This is of course because Django _should not_ be used for serving static files
in production. It is has to be handled before it reaches the Application layer
i.e. by the web server.

Before Amazon S3 and CloudFront, it used to be the job of Apache or Nginx to
serve static content but now that we have cloud based solutions they would be
more robust. So it makes sense not to include such production deployment
details from Django docs. But it is incredibly useful to have a stand-in
functionality while you are in development.

------
route3
Lots of useful information here and kudos to the author for composing a well-
written post: summary of the issue, "here's how we fixed it" (with code
samples) and concludes with some caveats/things to watch for. (Reminder:
quality content like this is how inbound marketing works)

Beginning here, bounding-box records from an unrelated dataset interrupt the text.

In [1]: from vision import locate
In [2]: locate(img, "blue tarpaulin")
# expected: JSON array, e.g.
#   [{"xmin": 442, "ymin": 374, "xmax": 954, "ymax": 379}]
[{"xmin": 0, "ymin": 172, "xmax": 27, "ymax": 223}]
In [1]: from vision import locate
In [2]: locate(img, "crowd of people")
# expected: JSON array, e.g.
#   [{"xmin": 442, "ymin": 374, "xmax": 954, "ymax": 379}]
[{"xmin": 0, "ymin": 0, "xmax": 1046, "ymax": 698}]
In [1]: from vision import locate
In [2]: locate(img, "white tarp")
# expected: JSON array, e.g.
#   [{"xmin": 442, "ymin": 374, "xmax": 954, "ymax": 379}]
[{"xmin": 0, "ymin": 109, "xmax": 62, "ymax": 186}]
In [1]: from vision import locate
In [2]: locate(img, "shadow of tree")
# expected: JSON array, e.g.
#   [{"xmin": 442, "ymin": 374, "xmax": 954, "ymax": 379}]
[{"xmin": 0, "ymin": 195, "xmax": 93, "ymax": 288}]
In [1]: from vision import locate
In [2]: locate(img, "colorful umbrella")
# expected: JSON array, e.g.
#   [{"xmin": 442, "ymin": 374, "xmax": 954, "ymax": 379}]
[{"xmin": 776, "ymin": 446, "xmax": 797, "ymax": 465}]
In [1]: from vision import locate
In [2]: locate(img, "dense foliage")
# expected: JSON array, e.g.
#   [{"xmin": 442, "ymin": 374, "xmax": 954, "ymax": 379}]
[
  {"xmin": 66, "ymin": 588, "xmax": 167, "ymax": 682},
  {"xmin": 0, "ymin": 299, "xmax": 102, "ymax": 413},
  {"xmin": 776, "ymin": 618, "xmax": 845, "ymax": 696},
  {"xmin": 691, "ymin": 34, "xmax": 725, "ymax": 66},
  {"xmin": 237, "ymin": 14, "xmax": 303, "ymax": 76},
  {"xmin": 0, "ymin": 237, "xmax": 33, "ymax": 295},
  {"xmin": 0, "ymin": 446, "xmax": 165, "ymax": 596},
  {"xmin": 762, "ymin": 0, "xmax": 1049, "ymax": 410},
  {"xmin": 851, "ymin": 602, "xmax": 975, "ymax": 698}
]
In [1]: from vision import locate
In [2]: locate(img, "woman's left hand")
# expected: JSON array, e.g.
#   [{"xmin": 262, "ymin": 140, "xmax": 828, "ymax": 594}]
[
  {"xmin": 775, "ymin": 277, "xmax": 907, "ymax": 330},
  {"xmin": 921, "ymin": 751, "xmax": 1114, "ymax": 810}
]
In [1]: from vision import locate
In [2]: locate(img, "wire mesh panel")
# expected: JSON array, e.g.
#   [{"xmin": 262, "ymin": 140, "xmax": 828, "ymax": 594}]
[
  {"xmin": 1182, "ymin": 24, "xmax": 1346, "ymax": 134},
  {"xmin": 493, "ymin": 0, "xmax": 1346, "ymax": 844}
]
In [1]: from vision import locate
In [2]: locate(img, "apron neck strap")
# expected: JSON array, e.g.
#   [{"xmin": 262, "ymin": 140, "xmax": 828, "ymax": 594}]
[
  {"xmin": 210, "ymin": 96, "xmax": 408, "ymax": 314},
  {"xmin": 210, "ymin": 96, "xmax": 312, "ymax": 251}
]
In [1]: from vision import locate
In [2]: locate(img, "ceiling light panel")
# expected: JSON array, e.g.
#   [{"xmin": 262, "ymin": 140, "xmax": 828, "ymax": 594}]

IMHO the official Django docs are some of the best you'll find anywhere of any
open source project. My suggestion, though, is to read and re-read and make
sure you gather all documented information about $YOUR_TOPIC before
formulating your own game plan. For example, here is the chapter on handling
static assets in Django:

<https://docs.djangoproject.com/en/dev/howto/static-files/>

There are a lot of relevant links on that page that are worth following if you
want to make sure you a) get the picture and b) know how you want it to all
come together for your project.

Lastly, on the topic of storing assets: if you want to offer a Django-ready
library for your new cloud storage startup/setup, consider writing your own
file storage handler

[https://docs.djangoproject.com/en/dev/howto/custom-file-
stor...](https://docs.djangoproject.com/en/dev/howto/custom-file-storage/)